The government claims there is no evidence that a CDC works yet there have been more than a dozen evaluations of income management which have provided consistent evidence about welfare quarantining. The evaluations show decreases in drug and alcohol issues; decreases in crime, violence and antisocial behaviour; improvements in child health and wellbeing; improvements in financial management; and ongoing and even strengthened community support. One such evaluation by the University of Adelaide released in 2021 reported that the cashless debit card had helped recipients improve their lives and the lives of their families and other community members. That report, which obviously Senator Rice does not include as evidence, found that 25 per cent of people reported they were drinking less since being put on the CDC; 21 per cent of cashless debit card participants reported gambling less; evidence found cash previously used for gambling had been redirected to essentials such as food; and 45 per cent of the CDC participants reported the cashless debit card had improved things for themselves and their families. Do not believe the government's rhetoric and do not believe the claims of the Greens members, who are sitting in this chamber heckling away, who didn't attend the committee hearings, who were not there and who are ignoring the voices of the very people who they claim to represent and who they claim to want to help. Of the 17,000 people currently on the CDC, 4,398 of them in the Northern Territory are on it voluntarily. I'm also advised that most participants in Cape York are also on it voluntarily. If it didn't work, if they didn't see value in the card, why would they be volunteering to be on the program?
I urge the government to monitor more closely the impacts on those families who withdraw from the card. I urge the government to listen to the members and senators in this place who have firsthand experience of what families faced before the card was introduced and how those families' lives have changed since.

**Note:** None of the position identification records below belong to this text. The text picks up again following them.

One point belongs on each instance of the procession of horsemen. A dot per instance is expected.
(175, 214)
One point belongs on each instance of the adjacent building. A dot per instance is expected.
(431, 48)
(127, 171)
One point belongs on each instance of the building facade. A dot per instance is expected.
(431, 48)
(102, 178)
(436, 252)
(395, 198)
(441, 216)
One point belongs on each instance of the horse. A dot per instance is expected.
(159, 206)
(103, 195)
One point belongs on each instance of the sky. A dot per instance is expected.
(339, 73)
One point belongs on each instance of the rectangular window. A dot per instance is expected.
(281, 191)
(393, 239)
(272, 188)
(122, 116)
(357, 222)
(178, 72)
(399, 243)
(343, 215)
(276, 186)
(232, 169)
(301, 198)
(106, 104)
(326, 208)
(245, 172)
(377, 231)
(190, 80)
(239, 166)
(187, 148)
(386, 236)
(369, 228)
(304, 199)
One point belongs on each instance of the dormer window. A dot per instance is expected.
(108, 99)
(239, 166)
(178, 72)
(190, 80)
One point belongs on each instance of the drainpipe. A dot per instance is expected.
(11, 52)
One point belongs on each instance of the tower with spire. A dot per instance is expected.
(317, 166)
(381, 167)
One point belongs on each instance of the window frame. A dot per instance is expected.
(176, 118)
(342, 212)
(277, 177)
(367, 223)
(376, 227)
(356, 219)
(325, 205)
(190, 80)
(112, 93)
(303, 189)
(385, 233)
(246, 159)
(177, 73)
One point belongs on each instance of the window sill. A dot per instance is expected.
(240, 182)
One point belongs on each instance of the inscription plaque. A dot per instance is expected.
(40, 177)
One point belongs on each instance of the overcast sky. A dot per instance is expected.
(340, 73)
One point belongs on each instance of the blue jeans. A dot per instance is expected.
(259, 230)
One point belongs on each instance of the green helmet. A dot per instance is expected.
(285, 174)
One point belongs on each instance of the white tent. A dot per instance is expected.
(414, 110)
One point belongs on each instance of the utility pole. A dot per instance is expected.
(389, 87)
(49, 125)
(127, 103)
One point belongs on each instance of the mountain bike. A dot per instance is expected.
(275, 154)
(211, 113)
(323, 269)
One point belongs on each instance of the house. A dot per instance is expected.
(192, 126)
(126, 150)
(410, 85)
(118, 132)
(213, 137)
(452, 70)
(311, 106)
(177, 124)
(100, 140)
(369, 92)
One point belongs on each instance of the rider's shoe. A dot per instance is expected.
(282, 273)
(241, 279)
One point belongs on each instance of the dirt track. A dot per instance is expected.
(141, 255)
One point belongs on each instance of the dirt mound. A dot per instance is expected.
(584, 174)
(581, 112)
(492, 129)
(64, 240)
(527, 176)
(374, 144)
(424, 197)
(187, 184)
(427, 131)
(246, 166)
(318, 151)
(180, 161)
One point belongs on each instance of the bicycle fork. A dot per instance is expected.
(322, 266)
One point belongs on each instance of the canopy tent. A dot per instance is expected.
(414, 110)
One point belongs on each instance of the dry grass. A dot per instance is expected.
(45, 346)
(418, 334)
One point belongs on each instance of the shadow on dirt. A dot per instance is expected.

I know Labor really aren't interested in representing the vulnerable communities in South Australia or in the Goldfields in Western Australia, or the families in Bundaberg, Hervey Bay and Cape York who benefited from the CDC. I know they're pandering to the progressives in the city, far removed from the problems they are blind to, who think they're doing the right thing by our vulnerable communities but who really aren't. I say drop the scales from your eyes and look at the hard truth of the issue. Listen to the Noel Pearsons of the world. Listen to the families and the women who are asking for the cashless debit card to remain in place.